What are the roots that clutch, what branches grow
Out of this stony rubbish?Son of man, 20
You cannot say, or guess, for you know only
A heap of broken images, where the sun beats,
And the dead tree gives no shelter, the cricket no relief, 23
And the dry stone no sound of water. Only
There is shadow under this red rock,
(Come in under the shadow of this red rock),
And I will show you something different from either
Your shadow at morning striding behind you
Or your shadow at evening rising to meet you;
I will show you fear in a handful of dust. 30

I have never read that novel, but I just loved Waugh's Brideshead Revisited.

Dark Muse
05-20-2008, 12:14 PM
Ahh ok, I thought I vaguely remebered that line being in Wasteland, thank you

kelby_lake
05-20-2008, 01:48 PM
the loved one is also a good satire- on america and cemeteries.

Dark Muse
05-20-2008, 02:24 PM
I love cemeteries, I am going to have to look into that

kelby_lake
05-20-2008, 03:31 PM
and it's quite short

Pyrrho
05-20-2008, 04:15 PM
This may contain spoilers.


I read the novel and the end disturbed me for several days. Imagining to be stuck in the jungle with a madman having to read Dickens for the rest of my life startled me a little. Perhaps this secludeness in the jungle can be a metaphor for a too avid reader who shuts himself away from life until he can't go back (just like being stuck in the jungle). But it is not Tony's fault so maybe it means something else entirely.

Dark Muse
05-20-2008, 04:20 PM
I could not help but find the end rather amusing in a way, it was a bit sad, and in someways distrubing, but so unexepcted, that I just had to laugh at it in a way.

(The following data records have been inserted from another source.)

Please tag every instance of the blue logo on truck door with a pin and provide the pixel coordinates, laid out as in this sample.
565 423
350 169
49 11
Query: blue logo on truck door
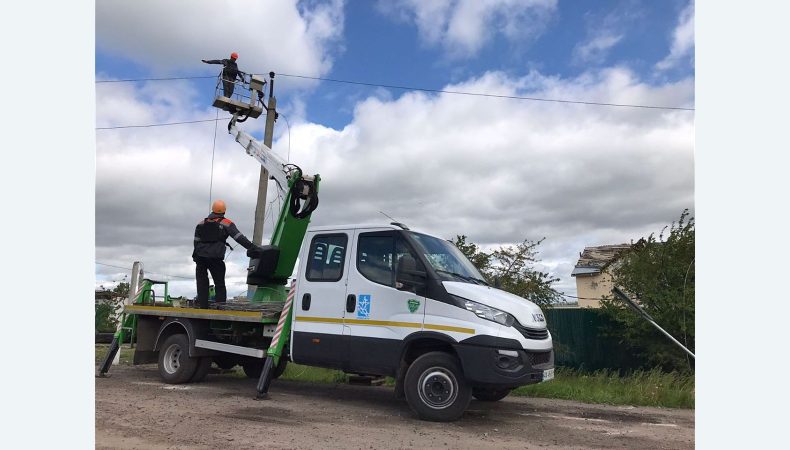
363 306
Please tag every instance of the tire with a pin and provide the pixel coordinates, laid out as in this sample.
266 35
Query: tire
436 389
175 364
204 365
490 394
226 361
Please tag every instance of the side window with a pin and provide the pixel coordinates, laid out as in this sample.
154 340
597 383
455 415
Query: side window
379 255
326 257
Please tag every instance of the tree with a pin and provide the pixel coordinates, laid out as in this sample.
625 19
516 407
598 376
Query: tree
511 269
659 274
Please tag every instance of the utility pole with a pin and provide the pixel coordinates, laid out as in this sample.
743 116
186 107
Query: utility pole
263 181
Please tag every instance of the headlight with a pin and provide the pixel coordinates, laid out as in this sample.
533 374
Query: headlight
488 313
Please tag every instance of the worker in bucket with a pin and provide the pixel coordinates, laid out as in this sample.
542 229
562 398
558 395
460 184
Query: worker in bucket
230 71
209 254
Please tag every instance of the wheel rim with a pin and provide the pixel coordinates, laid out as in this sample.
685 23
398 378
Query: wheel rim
437 388
172 359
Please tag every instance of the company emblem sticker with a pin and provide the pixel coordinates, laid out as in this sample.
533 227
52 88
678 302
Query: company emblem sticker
363 306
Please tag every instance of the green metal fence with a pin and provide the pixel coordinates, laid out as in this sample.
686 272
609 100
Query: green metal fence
580 341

I think it is about the fact that they were all isolated in a way. No one truly really connected to each other, becasue everyone was too caught up in thier own self-interests to notice what was going on around them.

Tony's isolation is symbolic of the way everyone was isolated within society, and the fact that he was trying to escape his problems. He did not want to deal with Brenda and the divorce so he thought he could run away from it.

It could also be a note on his character of always exepcting the best of people. The way in which he was blind to Brenda's affair, becasue he trusted her too much, and so he falls into the same mistake again.

Pyrrho
05-20-2008, 04:35 PM
I just reread the last passage where Mr Todd says: 'We will not have any Dickens to-day...but to-morrow, and the day after that, and the day after that.'
Nightmarish...

Dark Muse
05-20-2008, 04:37 PM
Yes it is chilling.

I also like the part when he is talking of the man before him that use to read and Mr. Todd said. "The black man use to talk like you, about leaving, but he died here."

A part of me suspects he killed the black man for trying to leave.

Pyrrho
05-20-2008, 04:53 PM
Very probable...

I agree with you on the irony/fun part of the novel. For example, I loved the fact that E.Waugh entitled the most chilling Mr Todd chapter: Du Coté de chez Todd. The title does so not match the content that it actually made me laugh.

I think that Waugh can do great things with form and content. Some things are so unexpected (like Mr Todd) but the idea behind them is so evident and simple.

A Handful of Dust was my second Waugh - and I liked it even more than my first one (Brideshead Revisited). And I bought 'Vile Bodies' a little while ago and am very keen on reading it as soon as possible.